Minimally, we need to provide the model object, the variable to put on the x-axis, and the “trace”, the variable on separate lines. Unlike with {ggplot}, though, here we need to provide the names of those variables as strings inside quotes.
afex::afex_plot(mcq_afx,
x = "mcq",
trace = "sticsa_trait_cat")
The plot we get for very little work already has a lot of useful stuff. We get means for each combination of groups, with different values on the “trace” variable with different point shapes and connected by different lines. It needs some work, of course, but especially as a quick glimpse at the relationships of interest, it’s a good start!
EMMs
In addition to the plot, we can get get the actual means for each combination of categories. As with everything, there’s a package for it! Just like with afex_plot(), we provide the model object and the relevant variables to calculate means for.

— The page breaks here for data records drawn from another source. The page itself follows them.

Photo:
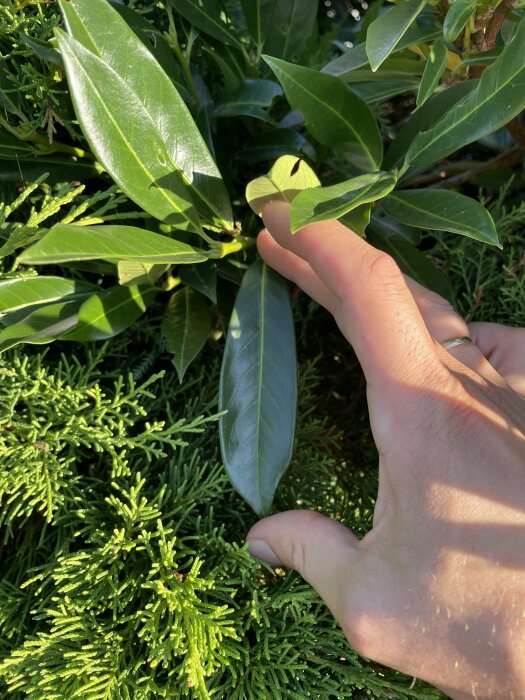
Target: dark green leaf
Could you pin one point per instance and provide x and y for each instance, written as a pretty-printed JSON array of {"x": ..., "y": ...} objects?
[
  {"x": 186, "y": 326},
  {"x": 293, "y": 29},
  {"x": 109, "y": 312},
  {"x": 208, "y": 16},
  {"x": 65, "y": 242},
  {"x": 385, "y": 33},
  {"x": 258, "y": 15},
  {"x": 159, "y": 151},
  {"x": 356, "y": 57},
  {"x": 444, "y": 211},
  {"x": 326, "y": 203},
  {"x": 434, "y": 69},
  {"x": 458, "y": 15},
  {"x": 26, "y": 291},
  {"x": 334, "y": 115},
  {"x": 433, "y": 109},
  {"x": 275, "y": 143},
  {"x": 498, "y": 98},
  {"x": 414, "y": 263},
  {"x": 202, "y": 277},
  {"x": 258, "y": 387},
  {"x": 249, "y": 100}
]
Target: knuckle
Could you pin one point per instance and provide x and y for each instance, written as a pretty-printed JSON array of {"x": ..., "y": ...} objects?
[{"x": 381, "y": 271}]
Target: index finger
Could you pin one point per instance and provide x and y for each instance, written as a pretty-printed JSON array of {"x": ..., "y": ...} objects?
[{"x": 376, "y": 311}]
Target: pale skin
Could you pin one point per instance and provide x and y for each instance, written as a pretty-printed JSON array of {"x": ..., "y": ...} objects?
[{"x": 437, "y": 588}]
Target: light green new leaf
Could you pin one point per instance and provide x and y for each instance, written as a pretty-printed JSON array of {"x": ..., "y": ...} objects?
[
  {"x": 434, "y": 69},
  {"x": 414, "y": 263},
  {"x": 258, "y": 15},
  {"x": 385, "y": 33},
  {"x": 498, "y": 98},
  {"x": 458, "y": 15},
  {"x": 209, "y": 17},
  {"x": 186, "y": 326},
  {"x": 356, "y": 57},
  {"x": 161, "y": 121},
  {"x": 132, "y": 272},
  {"x": 288, "y": 176},
  {"x": 431, "y": 111},
  {"x": 258, "y": 387},
  {"x": 43, "y": 325},
  {"x": 327, "y": 203},
  {"x": 444, "y": 211},
  {"x": 293, "y": 29},
  {"x": 67, "y": 242},
  {"x": 26, "y": 291},
  {"x": 110, "y": 312},
  {"x": 249, "y": 100},
  {"x": 334, "y": 115}
]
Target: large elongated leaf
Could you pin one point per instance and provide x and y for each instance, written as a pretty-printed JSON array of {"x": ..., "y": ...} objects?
[
  {"x": 160, "y": 120},
  {"x": 326, "y": 203},
  {"x": 26, "y": 291},
  {"x": 259, "y": 16},
  {"x": 293, "y": 29},
  {"x": 109, "y": 312},
  {"x": 458, "y": 15},
  {"x": 334, "y": 115},
  {"x": 413, "y": 262},
  {"x": 259, "y": 387},
  {"x": 186, "y": 326},
  {"x": 444, "y": 211},
  {"x": 66, "y": 242},
  {"x": 433, "y": 109},
  {"x": 207, "y": 15},
  {"x": 434, "y": 69},
  {"x": 385, "y": 33},
  {"x": 356, "y": 57},
  {"x": 498, "y": 97}
]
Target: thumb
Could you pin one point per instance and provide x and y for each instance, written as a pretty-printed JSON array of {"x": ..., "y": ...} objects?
[{"x": 322, "y": 550}]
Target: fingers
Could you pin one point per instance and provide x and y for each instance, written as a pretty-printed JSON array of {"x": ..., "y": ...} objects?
[
  {"x": 373, "y": 305},
  {"x": 323, "y": 551}
]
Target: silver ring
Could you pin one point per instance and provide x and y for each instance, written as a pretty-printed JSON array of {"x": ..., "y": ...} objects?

emmeans::emmeans(mcq_afx, c("mcq", "sticsa_trait_cat")) mcq sticsa_trait_cat emmean SE df lower.CL upper.CL
maths high 2.34 0.0648 459 2.21 2.47
stats high 2.26 0.0608 459 2.14 2.38
maths low 1.54 0.0411 459 1.46 1.62
stats low 1.54 0.0427 459 1.45 1.62
Confidence level used: 0.95
Simple Effects
Finally, we can get tests of the effect between the levels of one variable, within each level of the other. Using the emmeans::joint_tests() function, we can use the model object and the name of the variable we want to split by to get tests within each level of that variable.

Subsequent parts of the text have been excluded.